Klawans explained that Holocaust films, just like any others, are defined by economics, because "your budget determines what kind of statement you are going to make." Spielberg can afford to take the risk of making a "$130 million statement" on the Holocaust, Klawans said, because "if it wouldn't have worked, he could have made Jaws 5 and it would all be fine."

Mintz said that society has higher expectations for film than literature because of the power of images, which are "radioactive, in some way," and that especially holds true for a sensitive subject such as the Holocaust.

"There is an attractive danger that's part of the medium itself," Mintz said.

It's wise to curb our expectations for Holocaust films because of the limits of the medium, Mintz said.
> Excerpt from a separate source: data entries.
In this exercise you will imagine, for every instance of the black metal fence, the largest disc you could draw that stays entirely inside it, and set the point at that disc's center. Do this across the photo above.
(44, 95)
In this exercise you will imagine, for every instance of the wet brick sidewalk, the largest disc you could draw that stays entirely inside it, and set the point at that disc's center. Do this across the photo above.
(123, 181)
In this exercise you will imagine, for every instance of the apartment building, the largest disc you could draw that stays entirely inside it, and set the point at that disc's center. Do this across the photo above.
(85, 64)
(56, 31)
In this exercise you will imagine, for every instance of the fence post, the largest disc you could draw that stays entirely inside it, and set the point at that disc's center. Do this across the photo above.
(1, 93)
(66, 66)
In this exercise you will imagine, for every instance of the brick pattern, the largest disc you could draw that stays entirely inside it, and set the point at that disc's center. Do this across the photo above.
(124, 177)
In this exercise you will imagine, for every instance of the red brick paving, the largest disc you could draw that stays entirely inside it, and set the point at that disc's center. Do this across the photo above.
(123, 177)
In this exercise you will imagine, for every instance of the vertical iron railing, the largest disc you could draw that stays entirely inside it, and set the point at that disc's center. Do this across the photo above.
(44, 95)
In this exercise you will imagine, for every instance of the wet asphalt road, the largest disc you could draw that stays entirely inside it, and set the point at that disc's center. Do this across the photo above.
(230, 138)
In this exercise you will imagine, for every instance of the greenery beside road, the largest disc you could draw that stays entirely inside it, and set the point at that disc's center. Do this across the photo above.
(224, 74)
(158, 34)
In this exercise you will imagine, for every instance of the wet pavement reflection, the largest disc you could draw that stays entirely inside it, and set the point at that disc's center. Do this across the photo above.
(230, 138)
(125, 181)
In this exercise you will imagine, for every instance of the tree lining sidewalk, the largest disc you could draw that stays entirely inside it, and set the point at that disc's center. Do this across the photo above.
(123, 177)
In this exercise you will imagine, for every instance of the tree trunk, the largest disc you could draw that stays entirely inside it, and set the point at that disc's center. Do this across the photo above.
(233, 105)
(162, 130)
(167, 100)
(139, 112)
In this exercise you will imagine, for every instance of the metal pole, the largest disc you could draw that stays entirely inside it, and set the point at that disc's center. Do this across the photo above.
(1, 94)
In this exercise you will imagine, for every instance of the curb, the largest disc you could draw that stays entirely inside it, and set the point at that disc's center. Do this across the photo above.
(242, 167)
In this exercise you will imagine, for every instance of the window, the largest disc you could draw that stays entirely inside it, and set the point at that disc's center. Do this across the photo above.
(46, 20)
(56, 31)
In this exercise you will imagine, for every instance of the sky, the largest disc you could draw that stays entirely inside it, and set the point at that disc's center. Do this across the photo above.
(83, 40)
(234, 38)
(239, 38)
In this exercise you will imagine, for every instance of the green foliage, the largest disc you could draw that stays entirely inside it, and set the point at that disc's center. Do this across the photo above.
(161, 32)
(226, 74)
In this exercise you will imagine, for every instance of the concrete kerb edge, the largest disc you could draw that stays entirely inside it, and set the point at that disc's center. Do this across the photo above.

He noted that while "Schindler's List" only told an atypical part of the Holocaust story without explaining what happened to people who weren't saved, the 1978 made for TV mini-series "Holocaust" allowed "many strands of the Holocaust experience to be told." The mini-series, however, was heavily criticized in America at the time for reducing the Holocaust to a "soap opera," Klawans said.

In an essay, Klawans once asked for a moratorium on Holocaust films because of a controversy surrounding a group of black students in Los Angeles who laughed when they saw a Jew being murdered in "Schindler's List." The students, Klawans said, were actually following the rules of movie watching, which dictate that when someone is shot, you can laugh because it's a fun moment in the action. When action is coupled with a subject matter like the Holocaust, laughter isn't warranted -- and that's why Holocaust and the medium of film is often a volatile combination, Klawans said.
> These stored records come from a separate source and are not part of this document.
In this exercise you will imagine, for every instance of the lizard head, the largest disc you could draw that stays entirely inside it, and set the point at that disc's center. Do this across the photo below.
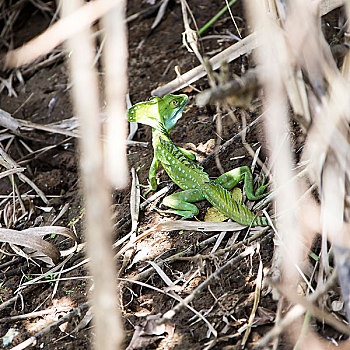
(171, 109)
(159, 113)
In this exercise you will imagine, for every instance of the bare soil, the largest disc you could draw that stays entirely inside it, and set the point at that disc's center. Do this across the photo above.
(43, 98)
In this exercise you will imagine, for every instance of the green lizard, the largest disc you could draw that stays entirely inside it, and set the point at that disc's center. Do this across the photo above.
(162, 114)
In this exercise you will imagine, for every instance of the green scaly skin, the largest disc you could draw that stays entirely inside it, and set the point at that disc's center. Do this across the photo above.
(162, 114)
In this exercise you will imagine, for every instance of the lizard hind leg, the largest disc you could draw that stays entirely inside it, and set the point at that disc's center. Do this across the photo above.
(181, 203)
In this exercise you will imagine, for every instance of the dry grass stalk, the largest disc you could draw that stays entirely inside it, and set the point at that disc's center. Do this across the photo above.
(290, 44)
(96, 189)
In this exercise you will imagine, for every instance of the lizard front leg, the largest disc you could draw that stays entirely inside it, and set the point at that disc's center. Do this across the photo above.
(233, 177)
(181, 203)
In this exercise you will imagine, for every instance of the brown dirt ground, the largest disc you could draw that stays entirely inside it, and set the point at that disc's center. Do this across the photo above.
(228, 303)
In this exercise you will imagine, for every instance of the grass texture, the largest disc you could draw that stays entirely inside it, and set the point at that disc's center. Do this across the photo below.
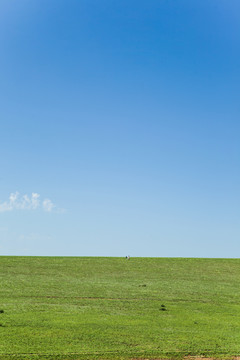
(72, 308)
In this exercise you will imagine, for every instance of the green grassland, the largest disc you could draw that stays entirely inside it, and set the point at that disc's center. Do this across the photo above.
(113, 308)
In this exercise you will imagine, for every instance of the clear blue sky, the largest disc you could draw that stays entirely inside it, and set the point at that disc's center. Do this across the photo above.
(120, 128)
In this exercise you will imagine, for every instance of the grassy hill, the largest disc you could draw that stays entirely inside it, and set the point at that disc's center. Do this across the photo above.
(113, 308)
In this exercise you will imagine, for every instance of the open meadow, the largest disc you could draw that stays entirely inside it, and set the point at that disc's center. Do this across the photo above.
(114, 308)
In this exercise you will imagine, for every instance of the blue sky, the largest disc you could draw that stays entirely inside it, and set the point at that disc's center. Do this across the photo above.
(119, 128)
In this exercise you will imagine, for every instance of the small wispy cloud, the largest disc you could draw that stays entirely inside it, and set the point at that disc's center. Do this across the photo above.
(26, 202)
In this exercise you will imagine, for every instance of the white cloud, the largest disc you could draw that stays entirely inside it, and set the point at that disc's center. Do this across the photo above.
(26, 202)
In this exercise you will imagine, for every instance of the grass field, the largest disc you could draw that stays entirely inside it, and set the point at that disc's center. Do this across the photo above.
(113, 308)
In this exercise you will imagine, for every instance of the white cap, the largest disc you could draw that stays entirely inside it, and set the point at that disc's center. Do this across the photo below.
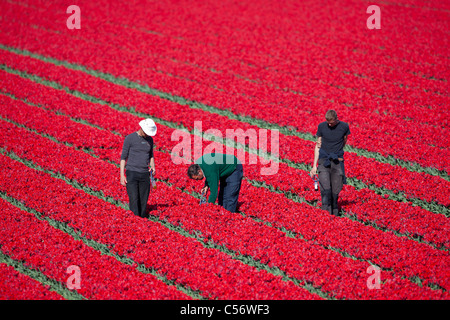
(148, 126)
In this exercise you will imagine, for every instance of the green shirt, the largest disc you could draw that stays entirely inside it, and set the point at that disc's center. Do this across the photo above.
(216, 166)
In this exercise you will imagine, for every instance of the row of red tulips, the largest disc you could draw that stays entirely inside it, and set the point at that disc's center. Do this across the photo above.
(169, 172)
(365, 204)
(17, 286)
(30, 240)
(228, 56)
(412, 184)
(400, 143)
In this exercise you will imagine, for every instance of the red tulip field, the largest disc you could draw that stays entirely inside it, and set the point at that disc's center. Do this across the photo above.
(250, 78)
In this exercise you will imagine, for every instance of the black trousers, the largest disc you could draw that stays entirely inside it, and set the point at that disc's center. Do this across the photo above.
(229, 189)
(331, 181)
(138, 189)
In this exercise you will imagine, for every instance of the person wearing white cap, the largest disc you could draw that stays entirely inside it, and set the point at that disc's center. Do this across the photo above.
(138, 161)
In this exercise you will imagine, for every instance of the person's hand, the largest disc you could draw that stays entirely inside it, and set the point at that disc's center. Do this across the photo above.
(123, 180)
(313, 171)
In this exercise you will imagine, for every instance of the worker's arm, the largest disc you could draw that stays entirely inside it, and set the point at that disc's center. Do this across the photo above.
(152, 165)
(213, 183)
(123, 179)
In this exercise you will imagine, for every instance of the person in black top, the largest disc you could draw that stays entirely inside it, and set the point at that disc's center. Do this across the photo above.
(137, 158)
(329, 156)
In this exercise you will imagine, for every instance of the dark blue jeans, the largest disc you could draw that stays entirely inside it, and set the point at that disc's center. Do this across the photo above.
(138, 189)
(229, 189)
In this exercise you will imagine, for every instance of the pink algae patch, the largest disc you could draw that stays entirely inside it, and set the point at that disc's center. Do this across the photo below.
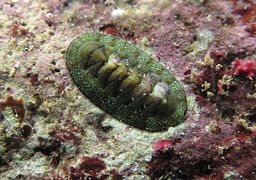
(247, 68)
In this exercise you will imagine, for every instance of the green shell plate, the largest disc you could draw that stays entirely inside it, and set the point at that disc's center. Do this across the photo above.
(126, 82)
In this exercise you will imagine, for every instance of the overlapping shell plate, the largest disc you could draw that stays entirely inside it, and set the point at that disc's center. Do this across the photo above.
(126, 82)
"What this incident told me was that these kids knew what an action movie was," Klawans said.

The upside to a larger audience for Holocaust films, Carr said, is that a greater audience means more opportunities for people to become literate and critical of films, and engage with films in new ways. With technology like Netflix, there are not just more people viewing Holocaust films, but "more screens."

"If you want to find out about that obscure European film on the Holocaust, you can do that," Carr said.

Greenberg asked the panel when humor is acceptable in Holocaust films, and Carr explained how "The Producers," whose musical numbers like "Springtime for Hitler" were originally considered "atrocious bad taste," turned into a classic because it pokes fun at American attitudes about the Holocaust.

"The Producers," Klawans said, reveals the dirty truth about what's acceptable for Holocaust film or any other genre. Ultimately, standards are set when audiences say "Hey, that's funny, that's entertainment now," Klawans said.